Signal translation in Starnix

This page describes how Starnix translates Zircon exceptions and signals into Linux signals for unmodified Linux programs.

Motivation

Linux programs rely on signals for asynchronous notifications (for example, SIGALRM, SIGCHLD) and error handling (such as SIGSEGV, SIGCHLD). Because Starnix runs Linux programs in Zircon processes, it must bridge the gap between Zircon's event model and Linux's signal model.

For more information on the motivation behind signal translation and the Starnix design philosophy, see As she is spoke.

Signal Flow

The lifecycle of a signal in Starnix can be grouped into three distinct phases:

  1. Delivery
  2. Processing
  3. Execution

The three phases of Starnix signal flow: Delivery, Processing, and Execution

Delivery

Signal delivery in Starnix requires bridging Zircon's exception-handling mechanisms with Linux signal paradigms. Starnix intercepts events and ensures they reach the correct destination task as a Linux signal.

Delivery can be triggered from several distinct sources:

  • Zircon Exceptions: The most complex path involves hardware faults. When a Linux thread executing in restricted mode triggers a CPU exception (such as a segmentation fault or a division by zero error), Zircon traps this violation and routes it back into the Starnix kernel via a restricted exit code.
  • Internal State Transitions: Starnix continuously monitors the execution environment. Internal components, such as the timer subsystem or process management services, frequently trigger signals autonomously based on state changes (for example, a timer expiration triggering a SIGALRM, or a child process exiting triggering a SIGCHLD).
  • Syscalls: Tasks can explicitly request signal delivery to other processes or thread groups by making direct system calls like kill(2) or tgkill(2).

Processing

Once a signal is successfully delivered and appended to a task's pending queue, the kernel must determine what to do with it. This occurs during the processing phase, where Starnix evaluates the task's registered Signal Action.

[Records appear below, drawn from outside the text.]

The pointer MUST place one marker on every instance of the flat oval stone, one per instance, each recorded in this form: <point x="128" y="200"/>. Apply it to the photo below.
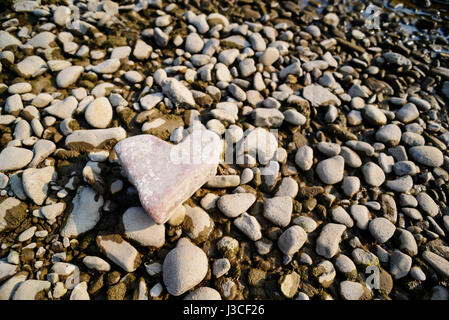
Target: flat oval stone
<point x="427" y="155"/>
<point x="142" y="229"/>
<point x="99" y="113"/>
<point x="14" y="158"/>
<point x="184" y="267"/>
<point x="331" y="170"/>
<point x="232" y="205"/>
<point x="68" y="76"/>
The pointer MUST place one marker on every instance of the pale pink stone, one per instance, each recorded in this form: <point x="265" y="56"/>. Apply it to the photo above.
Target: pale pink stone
<point x="166" y="175"/>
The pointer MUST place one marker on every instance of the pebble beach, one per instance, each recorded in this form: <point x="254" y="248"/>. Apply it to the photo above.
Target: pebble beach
<point x="325" y="124"/>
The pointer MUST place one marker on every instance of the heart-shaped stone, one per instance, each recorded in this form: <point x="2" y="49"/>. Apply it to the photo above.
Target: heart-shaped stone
<point x="166" y="175"/>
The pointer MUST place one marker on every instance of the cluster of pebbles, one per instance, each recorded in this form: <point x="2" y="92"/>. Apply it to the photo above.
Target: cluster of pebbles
<point x="347" y="200"/>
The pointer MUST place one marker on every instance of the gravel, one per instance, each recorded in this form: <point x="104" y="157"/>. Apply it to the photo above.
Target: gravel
<point x="325" y="138"/>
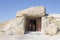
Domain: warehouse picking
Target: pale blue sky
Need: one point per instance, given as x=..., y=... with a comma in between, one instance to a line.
x=8, y=8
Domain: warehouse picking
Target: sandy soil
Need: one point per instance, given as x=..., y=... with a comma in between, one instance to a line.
x=30, y=36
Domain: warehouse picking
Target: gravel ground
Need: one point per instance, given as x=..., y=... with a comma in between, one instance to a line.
x=30, y=36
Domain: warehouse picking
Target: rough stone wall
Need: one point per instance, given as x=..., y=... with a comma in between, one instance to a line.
x=51, y=24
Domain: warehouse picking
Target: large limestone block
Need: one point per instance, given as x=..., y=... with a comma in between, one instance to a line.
x=32, y=11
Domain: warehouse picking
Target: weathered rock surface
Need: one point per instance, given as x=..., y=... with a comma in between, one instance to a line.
x=33, y=11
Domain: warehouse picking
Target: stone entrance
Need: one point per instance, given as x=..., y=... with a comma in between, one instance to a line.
x=33, y=24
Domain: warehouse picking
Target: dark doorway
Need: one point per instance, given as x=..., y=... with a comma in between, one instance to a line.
x=32, y=25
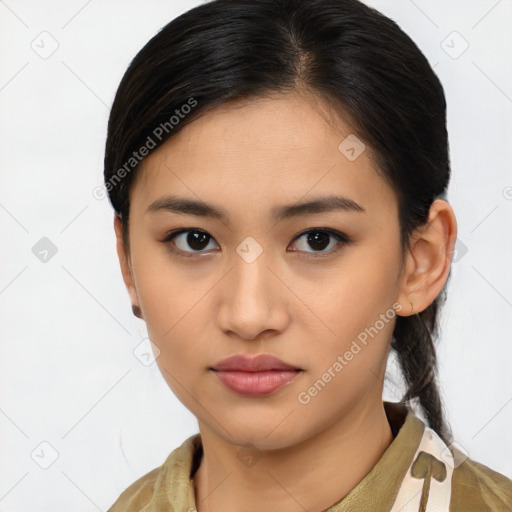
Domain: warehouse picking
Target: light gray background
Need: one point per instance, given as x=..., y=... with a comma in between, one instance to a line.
x=69, y=377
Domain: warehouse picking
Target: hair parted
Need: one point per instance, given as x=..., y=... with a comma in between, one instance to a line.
x=345, y=53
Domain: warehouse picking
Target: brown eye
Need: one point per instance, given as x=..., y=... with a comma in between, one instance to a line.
x=186, y=239
x=319, y=240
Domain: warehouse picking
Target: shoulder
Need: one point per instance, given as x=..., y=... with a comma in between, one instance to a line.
x=135, y=497
x=165, y=487
x=477, y=488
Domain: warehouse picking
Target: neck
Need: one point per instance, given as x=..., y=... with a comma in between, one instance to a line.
x=332, y=463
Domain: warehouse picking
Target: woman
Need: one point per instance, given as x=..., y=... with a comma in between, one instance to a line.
x=278, y=170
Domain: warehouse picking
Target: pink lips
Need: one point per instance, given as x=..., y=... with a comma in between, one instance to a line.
x=255, y=376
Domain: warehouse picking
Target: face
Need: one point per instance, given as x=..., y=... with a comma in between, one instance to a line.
x=314, y=288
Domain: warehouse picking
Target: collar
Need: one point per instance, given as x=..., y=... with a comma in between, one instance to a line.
x=378, y=490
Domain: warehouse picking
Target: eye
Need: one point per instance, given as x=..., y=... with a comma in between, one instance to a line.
x=319, y=239
x=199, y=241
x=196, y=239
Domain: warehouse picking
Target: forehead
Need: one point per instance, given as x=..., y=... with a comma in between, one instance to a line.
x=276, y=150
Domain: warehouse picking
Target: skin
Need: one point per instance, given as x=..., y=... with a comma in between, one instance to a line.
x=247, y=157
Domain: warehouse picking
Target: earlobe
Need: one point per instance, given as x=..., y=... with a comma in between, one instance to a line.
x=428, y=260
x=125, y=264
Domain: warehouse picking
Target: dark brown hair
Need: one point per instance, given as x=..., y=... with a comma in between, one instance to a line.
x=342, y=51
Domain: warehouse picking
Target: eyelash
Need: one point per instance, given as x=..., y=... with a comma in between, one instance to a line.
x=341, y=238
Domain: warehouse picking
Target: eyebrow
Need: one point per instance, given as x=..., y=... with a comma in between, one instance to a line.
x=195, y=207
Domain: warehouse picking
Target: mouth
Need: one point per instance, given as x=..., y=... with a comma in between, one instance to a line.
x=260, y=363
x=256, y=376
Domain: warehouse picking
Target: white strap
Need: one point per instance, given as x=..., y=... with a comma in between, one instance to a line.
x=441, y=465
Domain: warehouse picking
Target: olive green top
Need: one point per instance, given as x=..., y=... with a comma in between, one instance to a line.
x=425, y=483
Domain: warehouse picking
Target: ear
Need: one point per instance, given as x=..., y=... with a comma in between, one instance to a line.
x=428, y=260
x=125, y=263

Tasks define these actions during runtime using rt_sigaction(2). Depending on the configuration, Starnix will execute one of three distinct paths:

  • Ignore: The signal is safely discarded without interrupting the thread's execution flow.
  • Default Action: If no custom handler is defined, Starnix executes the Linux default resolution for that specific signal. This could mean silently terminating the process, generating a core dump for debugging, pausing execution, or simply continuing.
  • Custom Handler: If the application has registered a specific function to handle the signal, Starnix must prepare the thread's user-space stack to safely interrupt the current workload and context-switch into the custom handler routine.

Execution

When a custom handler is required, Starnix does the following things:

  1. State Preservation: It first extracts and preserves the thread's current, interrupted register state and saves it onto the thread's user-space stack.
  2. Sigframe Construction: It then constructs a sigframe data structure around this saved state on the stack. This frame holds all the necessary context to resume the thread later.
  3. Redirection: With the backup saved, Starnix modifies the thread's instruction pointer, redirecting it to the memory address of the application's registered signal handler function.
  4. Resumption: Finally, Starnix yields control back to the thread, resuming execution in restricted mode. The thread "wakes up" inside the handler.

The following syscalls are the primary interfaces used by tasks to configure and trigger the signal flow described above:

rt_sigaction(2)

Tasks use this syscall to register custom actions for specific signals. Starnix maintains this mapping within the Task structure, evaluating it during the Processing phase to determine whether a signal should be ignored, default-handled, or routed to a user-space execution handler.

rt_sigreturn(2)

When a user-space signal handler finishes executing, it calls rt_sigreturn. Starnix uses this signal to conclude the Execution phase. It reads the sigframe previously pushed onto the stack, restores the thread's original interrupted state, and seamlessly resumes normal operation.

kill(2)

This syscall allows tasks to proactively send signals to other processes. Starnix validates the necessary permissions and acts as the event source for the Delivery phase, appending the requested signal to the target process's pending signal queue.